The North American Securities Administrators Association released its first annual report Monday, providing a snapshot of state-registered investment advisors, their top exam deficiencies — including cybersecurity-related infractions — and the priorities of state securities regulators.
As it stands now, there are 17,688 state registered advisors, the report says — 44 more than last year — with 78% of state-registered advisors being part of shops with one to two people.
The top five states with the most state-registered advisors are California, 2,998; Texas, 1,279; Florida, 1,099; New York, 876; and Illinois, 778.
The top five exam-deficiency categories for advisors last year, according to the report, were books and records, 64.6%; registration, 54.3%; contracts, 45.4%; fees, 27.2%; and custody, 27.2%.
The report states that cyber-infractions “made its debut as a deficiency category and came in a close sixth place,” with state securities examiners reporting almost 700 cybersecurity-related deficiencies during 1,200 examinations of state-registered investment advisors in 2017.
The top five infractions were: no or inadequate cybersecurity insurance, no testing for potential cybersecurity vulnerabilities, inadequate procedures with securing or limiting access to devices, failure to retain an IT or technology consultant, and inadequate procedures related to hardware/software upgrades.
Joe Borg, NASAA president and Alabama Securities Commissioner, explained at NASAA’s public policy event in Washington Monday that cyber is “always going to be a big issue for regulators.”
Robert Cohen, head of the Securities and Exchange Commission’s Cyber Unit (created last fall with 30 employees in five offices), said at the event that the unit is focused on three key areas: digital assets, trading-related cyber issues and cybersecurity.
The regulator sees “more and more trading misconduct having cyber issues in it, and often that conduct is coming from overseas,” Cohen explained.
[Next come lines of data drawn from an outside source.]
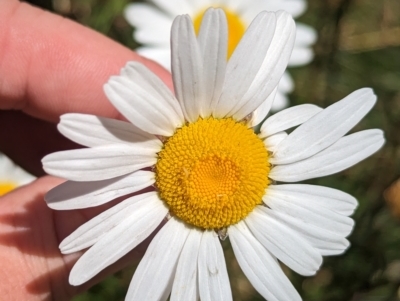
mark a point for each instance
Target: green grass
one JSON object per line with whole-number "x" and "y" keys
{"x": 357, "y": 47}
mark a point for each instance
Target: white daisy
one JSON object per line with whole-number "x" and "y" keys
{"x": 214, "y": 176}
{"x": 153, "y": 20}
{"x": 11, "y": 175}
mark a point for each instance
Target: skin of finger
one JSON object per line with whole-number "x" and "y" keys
{"x": 50, "y": 65}
{"x": 32, "y": 267}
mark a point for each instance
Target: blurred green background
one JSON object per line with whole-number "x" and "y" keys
{"x": 358, "y": 46}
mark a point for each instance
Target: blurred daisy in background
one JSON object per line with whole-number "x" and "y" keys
{"x": 152, "y": 22}
{"x": 11, "y": 175}
{"x": 214, "y": 176}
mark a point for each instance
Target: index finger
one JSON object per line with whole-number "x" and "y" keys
{"x": 50, "y": 65}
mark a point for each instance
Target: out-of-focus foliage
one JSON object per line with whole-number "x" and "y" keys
{"x": 358, "y": 46}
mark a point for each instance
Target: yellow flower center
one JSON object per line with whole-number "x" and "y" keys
{"x": 6, "y": 187}
{"x": 213, "y": 172}
{"x": 236, "y": 28}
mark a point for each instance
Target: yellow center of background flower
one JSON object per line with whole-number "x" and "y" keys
{"x": 213, "y": 172}
{"x": 236, "y": 28}
{"x": 6, "y": 187}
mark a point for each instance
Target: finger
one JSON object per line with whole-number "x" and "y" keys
{"x": 50, "y": 65}
{"x": 30, "y": 234}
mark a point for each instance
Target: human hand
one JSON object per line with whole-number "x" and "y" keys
{"x": 48, "y": 66}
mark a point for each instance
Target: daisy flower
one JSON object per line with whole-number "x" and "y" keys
{"x": 213, "y": 175}
{"x": 153, "y": 20}
{"x": 11, "y": 175}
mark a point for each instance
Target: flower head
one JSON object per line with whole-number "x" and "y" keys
{"x": 153, "y": 20}
{"x": 212, "y": 173}
{"x": 11, "y": 175}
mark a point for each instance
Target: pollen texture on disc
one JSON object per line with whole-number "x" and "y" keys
{"x": 213, "y": 172}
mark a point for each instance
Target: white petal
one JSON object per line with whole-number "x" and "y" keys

As for cybersecurity reviews, these involve “controls at financial institutions that the SEC regulates and also cybersecurity issues at public companies,” he said.
NASAA’s Cybersecurity and Technology Project group created a cybersecurity checklist for advisors last year. The self-assessment lets small firms identify, respond and recover from cybersecurity weaknesses; it mirrors the National Institute of Standards and Technology (NIST) framework. According to its report, NASAA’s Cybersecurity and Technology Project Group will “continue to monitor the industry in the area of cybersecurity, develop and reassess practices and procedures.”